A letra da canção, por sua vez, trata de um sentimento universal que serviu de inspiração para incontáveis artistas. Em entrevista concedida ao site Songfacts em 2024, Geezer Butler explicou a verdadeira essência por trás do tema.
"É sobre amor. O amor é o sintoma do universo. É isso que nos faz seguir em frente."
É curioso notar que uma música guiada por um riff tão agressivo tenha como mensagem central o amor.

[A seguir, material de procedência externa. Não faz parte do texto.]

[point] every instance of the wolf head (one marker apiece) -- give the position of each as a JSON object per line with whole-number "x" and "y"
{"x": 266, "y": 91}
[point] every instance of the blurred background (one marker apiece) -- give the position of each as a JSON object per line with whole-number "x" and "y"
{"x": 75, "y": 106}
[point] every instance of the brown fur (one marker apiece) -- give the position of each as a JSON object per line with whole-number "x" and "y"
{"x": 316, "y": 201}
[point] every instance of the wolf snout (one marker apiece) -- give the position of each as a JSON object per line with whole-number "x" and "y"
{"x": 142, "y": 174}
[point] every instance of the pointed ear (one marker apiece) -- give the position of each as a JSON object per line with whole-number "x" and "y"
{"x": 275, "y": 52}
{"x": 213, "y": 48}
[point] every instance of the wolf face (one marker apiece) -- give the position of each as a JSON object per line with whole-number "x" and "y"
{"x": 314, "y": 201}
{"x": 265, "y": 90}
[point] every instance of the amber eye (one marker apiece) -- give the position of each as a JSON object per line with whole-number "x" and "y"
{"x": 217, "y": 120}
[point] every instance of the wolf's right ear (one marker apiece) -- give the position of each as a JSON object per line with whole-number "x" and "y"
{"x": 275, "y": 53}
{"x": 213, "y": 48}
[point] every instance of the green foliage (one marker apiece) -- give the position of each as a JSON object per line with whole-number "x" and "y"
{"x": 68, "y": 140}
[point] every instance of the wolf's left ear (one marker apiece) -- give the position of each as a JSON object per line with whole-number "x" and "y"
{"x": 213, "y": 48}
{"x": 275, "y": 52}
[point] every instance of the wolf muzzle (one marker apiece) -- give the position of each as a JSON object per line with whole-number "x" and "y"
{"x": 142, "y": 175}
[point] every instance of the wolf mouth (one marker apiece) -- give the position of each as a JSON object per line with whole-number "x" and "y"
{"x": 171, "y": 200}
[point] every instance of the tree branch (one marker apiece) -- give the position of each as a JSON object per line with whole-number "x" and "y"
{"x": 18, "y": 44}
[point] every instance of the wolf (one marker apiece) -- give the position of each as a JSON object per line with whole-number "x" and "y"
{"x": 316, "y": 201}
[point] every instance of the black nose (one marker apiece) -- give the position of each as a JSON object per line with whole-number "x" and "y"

Esse contraste ganhou ainda mais força no início da década de 1990, quando o Sepultura regravou "Symptom of the Universe", adicionando peso extra e o vocal visceral de Max Cavalera.
A versão do Sepultura foi registrada para "Nativity In Black", tributo ao Black Sabbath. Em entrevista à Metal Hammer, o guitarrista Andreas Kisser revelou que a banda tentou convidar Tony Iommi para a gravação, mas a colaboração acabou não acontecendo.
"O próprio Sabbath estava em um estúdio perto de nós [gravando ‘Cross Purposes’, lançado em 1994], então decidimos um dia ir visitá-los; nós realmente queríamos conhecê-los. Mas quando chegamos lá, eles não estavam em lugar nenhum.
Nós realmente queríamos que Tony Iommi participasse de nossa versão de ‘Symptom Of The Universe’. Tínhamos um plano para ele tocar o solo acústico no final da faixa. Mas ele não estava disponível, então, no final, eu mesmo toquei."
O Black Sabbath encerrou oficialmente suas atividades em 5 de julho deste ano, com um último show, realizado em Birmingham. Duas semanas depois, o vocalista Ozzy Osbourne morreu aos 76 anos.
Já o Sepultura, maior expoente brasileiro do heavy metal, também se aproxima do desfecho de sua trajetória. Sob a liderança de Andreas Kisser, a banda está em sua turnê de despedida, intitulada "Celebrating Life Through Death".